A problem with this approach is I can't sample batches according to length anymore so the loss will be distorted (shorter sentences are over-represented). Let's see how it goes...

Hit a wall: tensorflow/tensorflow#9506

I tested different solution but int32 isn't allowed into GPU and float32 doesn't work with tf.nn.embedding_lookup.

with tf.device("/gpu:0"):
    a = tf.Variable([0,1,2], dtype=tf.float32)
    E = tf.Variable(np.random.rand(1000, 50))
    embs = tf.nn.embedding_lookup(E, a, validate_indices=False)
with tf.Session(config=tf.ConfigProto(log_device_placement=True)) as sess:
    sess.run(tf.global_variables_initializer())
    sess.run(a)

Wed 5 Jun

Met with Jacopo. Looks like computer science department can't solve our issue. One solution is to write a short paper (or technical report) on reproducing the Google paper. But first Jacopo would like to give it a shot.

Ran things on full data and the program start chunking out NaN. Turns out that int32 is not big enough so I get negative indices.

>>> import numpy as np
>>> train=np.load('output/gigaword-lstm-wsd.train.npz')
>>> idx = train['indices']
>>> idx[-1]
array([-1123920531,         117,         101,   377887591,        3973, 3972], dtype=int32)

I converted everything into int64 and now the preparation script throws MemoryError :-( Now I need to take care of memory usage again.

Plan: use mem-map to perform linearization and serialization at the same time.

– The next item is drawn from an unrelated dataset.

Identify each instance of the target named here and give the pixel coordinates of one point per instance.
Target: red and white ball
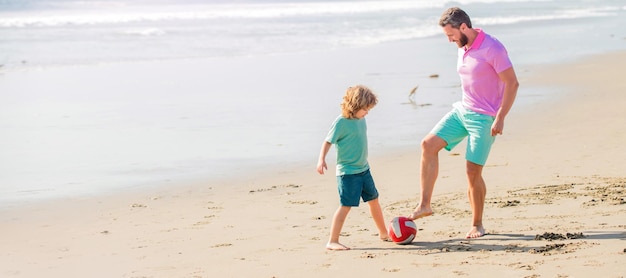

Write both sentences and vocabs into one vector (they are flattened anyway), indices are written to an 2-D array.

Thu 6 Jul

I should have realized that int64 is troublesome since I had seen this discussion on Github earlier. After solving all problems with saving and loading data, now I get this error:

Input 'strides' of 'StridedSlice' Op has type int32 that does not match type int64 of argument 'begin'

This is how to reproduce it:

In [35]: import tensorflow as tf
    ...: a=tf.Variable([0,1,2], dtype=tf.int64)
    ...: i = tf.constant(1, dtype=tf.int64)
    ...: a[i]
    ...:
[...]
TypeError: Input 'strides' of 'StridedSlice' Op has type int32 that does not match type int64 of argument 'begin'.

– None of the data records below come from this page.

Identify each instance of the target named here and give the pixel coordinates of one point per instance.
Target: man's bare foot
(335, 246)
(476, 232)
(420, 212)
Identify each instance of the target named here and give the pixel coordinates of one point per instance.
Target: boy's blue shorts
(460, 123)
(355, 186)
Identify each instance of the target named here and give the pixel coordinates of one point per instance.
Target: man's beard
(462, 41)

In [36]: import tensorflow as tf
    ...: a=tf.Variable([0,1,2], dtype=tf.int32)
    ...: i = tf.constant(1, dtype=tf.int32)
    ...: a[i]
    ...:
Out[36]: <tf.Tensor 'strided_slice_22:0' shape=() dtype=int32>

Submitted an issue (#11318).

Rolled back everything related to preloading data. I hate it anyway since the code is complex and awkward. Now I'll pack everything and send to Jacopo.

Fri 7 Jul

The thing is running! Sent to Marten, Jacopo and Rutger. Next week I won't work on WSD to spend more time on coreference.

Sat 8 Jul

The issue turns out to be solved 2 months ago. But I ran into another issue.

Week of Mon 17 Jul

Got results from Marten. The "Google" model at ~10 epochs got 61% (WSD). This is still lower than the baseline but better than the "large" model.

Jacopo suggested that we should write up a report.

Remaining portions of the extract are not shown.